Austérité à la sauce néerlandaise

Rob Hamelijnck et Nienke Terpsma, du collectif Fucking Good Art, brandissent le gros titre « Cuts make the country better ».
Photo: Collectif Fucking Good Art Rob Hamelijnck et Nienke Terpsma, du collectif Fucking Good Art, brandissent le gros titre « Cuts make the country better ».

La salle du centre Articule, en apparence dépouillée de tout contenu artistique, respire l’air ambiant, celui de la morosité financière. Le long mur sur lequel les yeux des visiteurs s’arrêtent d’abord affiche quand même des grands titres, tels que « Vulnérabilité », « L’argent », « Stratégies », « Lobbying » et d’autres références à un monde en crise, ou du moins en conflit, en éternelle négociation.

Sous ces titres, il y a bien quelques feuilles, d’un jaune âpre, qu’il faudra bien lire. Le rapide balayage qu’effectue l’oeil permet de découvrir trois postes vidéo. Puis c’est tout. L’heure est grave, ça se sent : l’exposition Cuts Make the Country Better parle, avec cynisme, de cette vogue pour les mesures d’austérité.

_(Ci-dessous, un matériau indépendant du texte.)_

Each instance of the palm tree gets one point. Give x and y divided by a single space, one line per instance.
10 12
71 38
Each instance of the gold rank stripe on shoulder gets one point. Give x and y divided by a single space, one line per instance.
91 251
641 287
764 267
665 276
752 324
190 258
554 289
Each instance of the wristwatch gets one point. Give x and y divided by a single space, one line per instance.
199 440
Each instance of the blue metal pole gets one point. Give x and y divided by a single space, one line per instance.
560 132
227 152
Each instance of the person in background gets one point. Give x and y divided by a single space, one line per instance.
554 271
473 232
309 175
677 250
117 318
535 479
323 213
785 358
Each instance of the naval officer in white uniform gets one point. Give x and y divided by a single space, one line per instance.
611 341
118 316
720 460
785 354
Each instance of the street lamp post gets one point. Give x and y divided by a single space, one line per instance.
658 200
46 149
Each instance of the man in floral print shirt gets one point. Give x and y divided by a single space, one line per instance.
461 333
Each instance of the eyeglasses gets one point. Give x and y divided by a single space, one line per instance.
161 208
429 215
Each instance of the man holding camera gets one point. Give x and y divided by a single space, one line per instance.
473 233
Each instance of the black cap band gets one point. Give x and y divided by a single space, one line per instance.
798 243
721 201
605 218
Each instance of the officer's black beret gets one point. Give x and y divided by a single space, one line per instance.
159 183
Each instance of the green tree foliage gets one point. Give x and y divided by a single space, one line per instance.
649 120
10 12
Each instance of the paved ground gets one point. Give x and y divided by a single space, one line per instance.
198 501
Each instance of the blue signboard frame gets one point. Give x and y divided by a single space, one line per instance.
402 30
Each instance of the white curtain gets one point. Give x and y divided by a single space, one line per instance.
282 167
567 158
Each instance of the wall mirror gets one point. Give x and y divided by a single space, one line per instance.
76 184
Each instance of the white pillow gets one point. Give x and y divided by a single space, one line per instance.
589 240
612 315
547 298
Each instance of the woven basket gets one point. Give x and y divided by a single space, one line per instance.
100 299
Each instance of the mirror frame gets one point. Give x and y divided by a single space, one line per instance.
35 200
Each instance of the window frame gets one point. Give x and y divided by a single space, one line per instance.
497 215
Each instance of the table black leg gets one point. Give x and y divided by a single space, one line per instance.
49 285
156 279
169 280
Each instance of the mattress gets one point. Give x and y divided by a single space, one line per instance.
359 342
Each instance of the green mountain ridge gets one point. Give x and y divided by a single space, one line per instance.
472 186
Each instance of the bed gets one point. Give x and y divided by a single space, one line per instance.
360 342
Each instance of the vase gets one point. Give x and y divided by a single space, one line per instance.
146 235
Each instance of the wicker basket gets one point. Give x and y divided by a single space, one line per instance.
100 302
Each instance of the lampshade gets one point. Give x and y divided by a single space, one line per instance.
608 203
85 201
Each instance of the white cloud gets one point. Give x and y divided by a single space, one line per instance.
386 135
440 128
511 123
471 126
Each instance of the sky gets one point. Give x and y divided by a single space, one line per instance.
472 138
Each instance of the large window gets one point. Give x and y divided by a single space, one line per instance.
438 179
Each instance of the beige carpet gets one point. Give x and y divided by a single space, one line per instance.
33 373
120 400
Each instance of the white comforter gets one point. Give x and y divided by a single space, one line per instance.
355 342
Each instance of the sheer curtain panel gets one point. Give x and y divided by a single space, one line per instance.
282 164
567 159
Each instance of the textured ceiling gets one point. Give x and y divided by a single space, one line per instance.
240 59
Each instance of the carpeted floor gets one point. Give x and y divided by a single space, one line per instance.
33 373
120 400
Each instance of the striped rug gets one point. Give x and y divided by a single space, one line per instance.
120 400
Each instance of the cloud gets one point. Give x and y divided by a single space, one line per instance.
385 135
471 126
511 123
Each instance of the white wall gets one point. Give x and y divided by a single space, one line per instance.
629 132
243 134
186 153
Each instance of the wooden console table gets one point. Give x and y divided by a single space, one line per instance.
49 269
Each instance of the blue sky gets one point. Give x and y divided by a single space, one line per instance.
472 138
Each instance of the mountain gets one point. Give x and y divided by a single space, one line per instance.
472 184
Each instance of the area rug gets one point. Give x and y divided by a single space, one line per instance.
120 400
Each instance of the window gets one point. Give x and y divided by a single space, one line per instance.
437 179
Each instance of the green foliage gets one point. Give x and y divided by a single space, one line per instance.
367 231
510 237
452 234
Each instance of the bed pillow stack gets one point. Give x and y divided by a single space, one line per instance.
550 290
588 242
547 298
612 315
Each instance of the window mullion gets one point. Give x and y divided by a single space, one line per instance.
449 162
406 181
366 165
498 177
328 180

L’expo découle d’un séjour aux Pays-Bas des artistes Édith Brunette et François Lemieux. Le titre de ce projet au parfum documentaire reprend une citation du premier ministre néerlandais, Mark Rutte, qui défendait ainsi les coupes que son gouvernement imposait au milieu culturel. « Cuts make the country better. » Même la Fondation Mondrian, phare national, a vu son budget réduit de moitié, obligeant à fusionner le fonds art avec le fonds architecture. Ne veut-on pas réunir ici la Cinémathèque québécoise et Bibliothèque et Archives nationales ?

Une coupure de presse, en format surdimensionné, rend compte de la situation par un long texte. À lire en anglais et dans un français plus que douteux. On devine qu’ici, faute de moyens, on a eu recours à la traduction automatique. Il s’agit peut-être de révéler par là, mais de manière maladroite, l’état de pauvreté dans lequel vivent les travailleurs culturels.

En faisant cas de l’austérité néerlandaise, Brunette et Lemieux semblent s’adresser à nos propres gouvernements. L’affirmation voulant que les coupes rendent le pays meilleur peut, il est vrai, sembler tout droit sortie de la bouche d’un Stephen Harper ou d’un Philippe Couillard. Quelque part, la situation ici est la même que là-bas. L’austérité est un bébé de la mondialisation.

Les mots pour le dire

 

La question de la langue semble secondaire dans ce projet, où l’anglais apparaît plus que naturel, une évidence universelle. Pourtant, elle est au coeur de l’expo, cette question langagière. Les énoncés sur les feuilles jaunes épinglées au mur passent de l’anglais au français (lisible, cette fois). Les vidéos consistent en une série de témoignages d’artistes et de travailleurs culturels néerlandais qui s’expriment tous dans un anglais parfois impeccable. Les sous-titres français relaient l’info. À leur écoute, on constate que les mots au mur sont des extraits des vidéos. De l’oralité à l’écrit, de l’écoute à la lecture, la situation de la culture et la dénonciation de ses coupes (ou « coupures », comme on le lit parfois) sont un message qui doit circuler, qui gagne à être répété.

Cuts Make the Country Better est une expo évolutive, qui s’est développée au cours des semaines à travers des projections spéciales, des discussions improvisées ou la publication d’une revue. Cette nature très liée à l’échange d’idées et basée sur des rencontres explique aussi l’état dépouillé de la salle d’Articule. Sans la présence d’acteurs, la chose est aride, voire moins enrichissante.

L’incontournable présence des mots agit comme une métaphore, exprime, mieux que tout autre type d’art, l’importance de la culture et de sa fonction rassembleuse. Édith Brunette le sait bien, elle qui est un peu devenue le porte-voix d’un art contemporain politisé et très volubile — elle était de l’expo Le désordre des choses, à la Galerie de l’UQAM au début de 2015.

Cuts Make the Country Better

Édith Brunette et François Lemieux. Centre Articule (262, rue Fairmount Ouest) jusqu’au 12 avril.